RPO stands for recovery point objective. This is a fancy way of saying: Just how much work--or data, for the sake of this discussion--am I willing to lose if a crisis arises affecting access to critical systems by end users and customers? Unlike so many other uncertainties in the technology sector, this is a goal you have almost complete control over meeting. The RPO is a factor of multiple things, all of which are in the hands of your data platform team. The following factors weigh into setting an achievable backup strategy.
- Impact of an outage
- Timing of the outage
Depending on how you structure your backup strategy and how much you’re willing to spend on it, you may be able to achieve near-zero RPO. This is within your control because different causes of outages have different impacts. Frequent transaction log backups on top of a solid set of full or differential backups--all hosted on server as well as in a local data center and in the cloud--offers a recovery path of near-zero (at a price tag commensurate to the level of redundancy involved). However, an outage that is the result of a hardware failure at the server level requires a different recovery path--involving fewer teams and processes toward recovery--than an outage that is due to a corruption of data within the database or an infrastructure issue that affects an entire data center.
Even though a DBA has control over the creation and execution of the backup strategy, circumstances around the cause of the outage impact the ability to meet the RPO. Consider the following backup strategy:
- Weekly full database backups on Sunday at 1:00 a.m.
- Daily incremental backups (also known an “differential” backups) taken Monday through Saturday at 1:00 a.m.
- Transaction log backups every 5 minutes on the “3s” and “8s”
Taking into consideration the behavior of SQL Server transaction logging and the cause of the failure, you could conceivably lose 0 to 5 minutes of data changes, depending on whether the transaction log or the disk it was hosted on was damaged as part of the incident behind the outage under the strategy above. Budget in this scenario also affects RPO, depending on how much is spent for storage, secondary storage and perhaps tertiary cloud storage.

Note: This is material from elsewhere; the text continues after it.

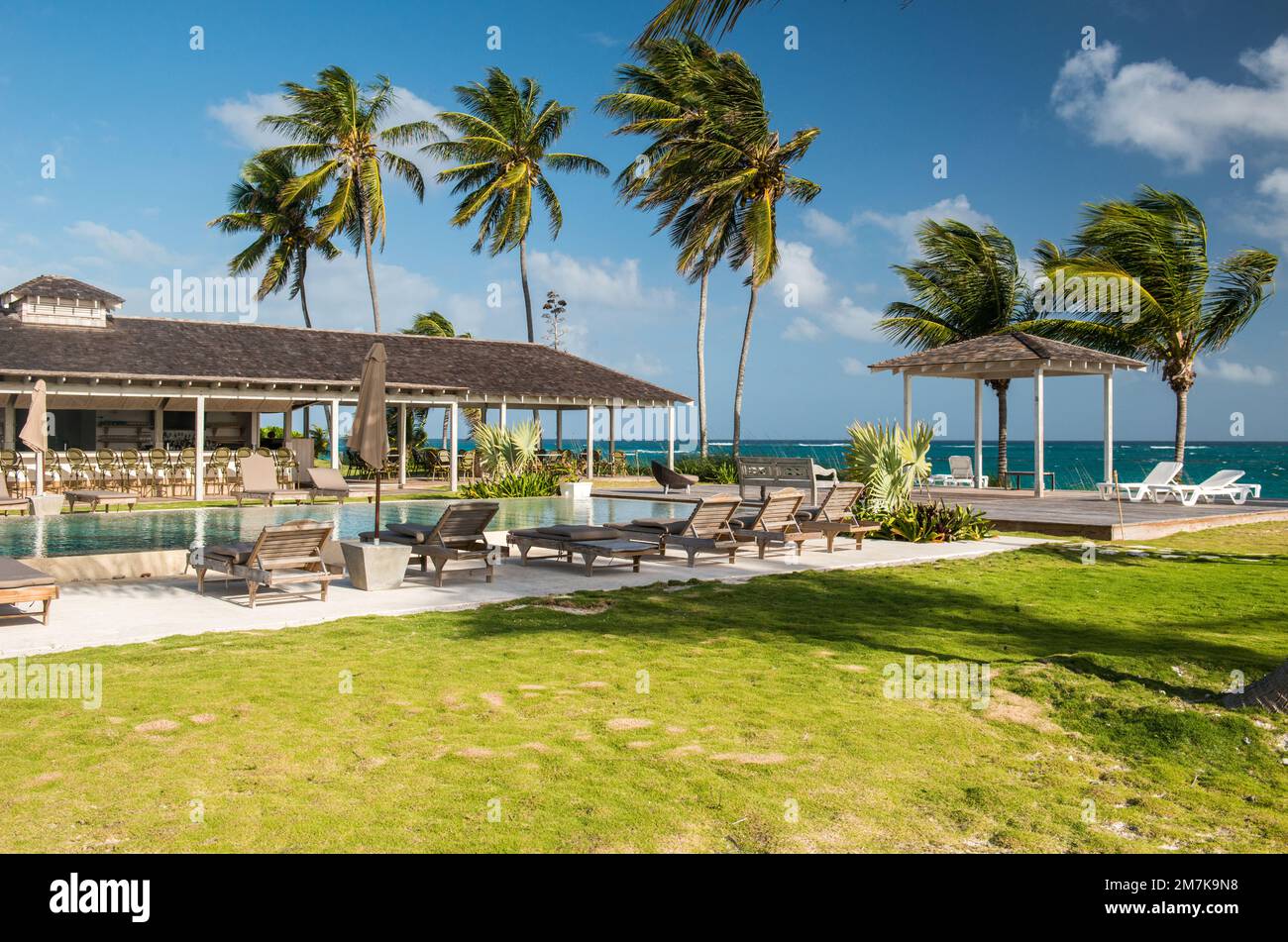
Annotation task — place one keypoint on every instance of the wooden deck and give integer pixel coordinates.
(1063, 512)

If you’re only backing up to local disk because you are not offloading the backups to secondary storage, you may have lost hours, or days, of data. Timing and circumstances also affect the RPO.
What is RTO?
RTO, stands for Recovery Time Objective. This is the amount of time that is acceptable for returning the failed system to normal operations. You may have the ability to recover 100% of your data and achieve an RPO of 0, but if you need to make trips to the cloud to pull a backup out of cold storage, rebuild networking infrastructure or one of a million other variables, you’re going to find yourself facing vastly different actualized RTO.
RTO is often expressed as acceptable downtime. Think of phrases such as “five-nines,” which corresponds to being “up” 99.999% of whatever time is the basis of that measurement--whether that is in business hours, 24 hours per day or some other measure. Budget and planning are the two largest factors in attainable RTO. The higher the bar and more complex it is to make the system redundant, the higher the cost. In general, minor incidents are likely to be less-impactful and better planned for than crises that affect multiple services, platforms and infrastructure components.
How Do You Protect Yourself?
Books and thousands of articles have been written on the subject of RPO and RTO. Suffice to say that planning, execution, spending and testing your disaster recovery plans are key to successfully recovering from incidents affecting business continuity. You’ll likely never be able to protect yourself from critical system failures, but if you have a solid plan that is tested, hardened and extensively redundant for multiple levels of failure you’ll be prepared to recover from most incidents you may face.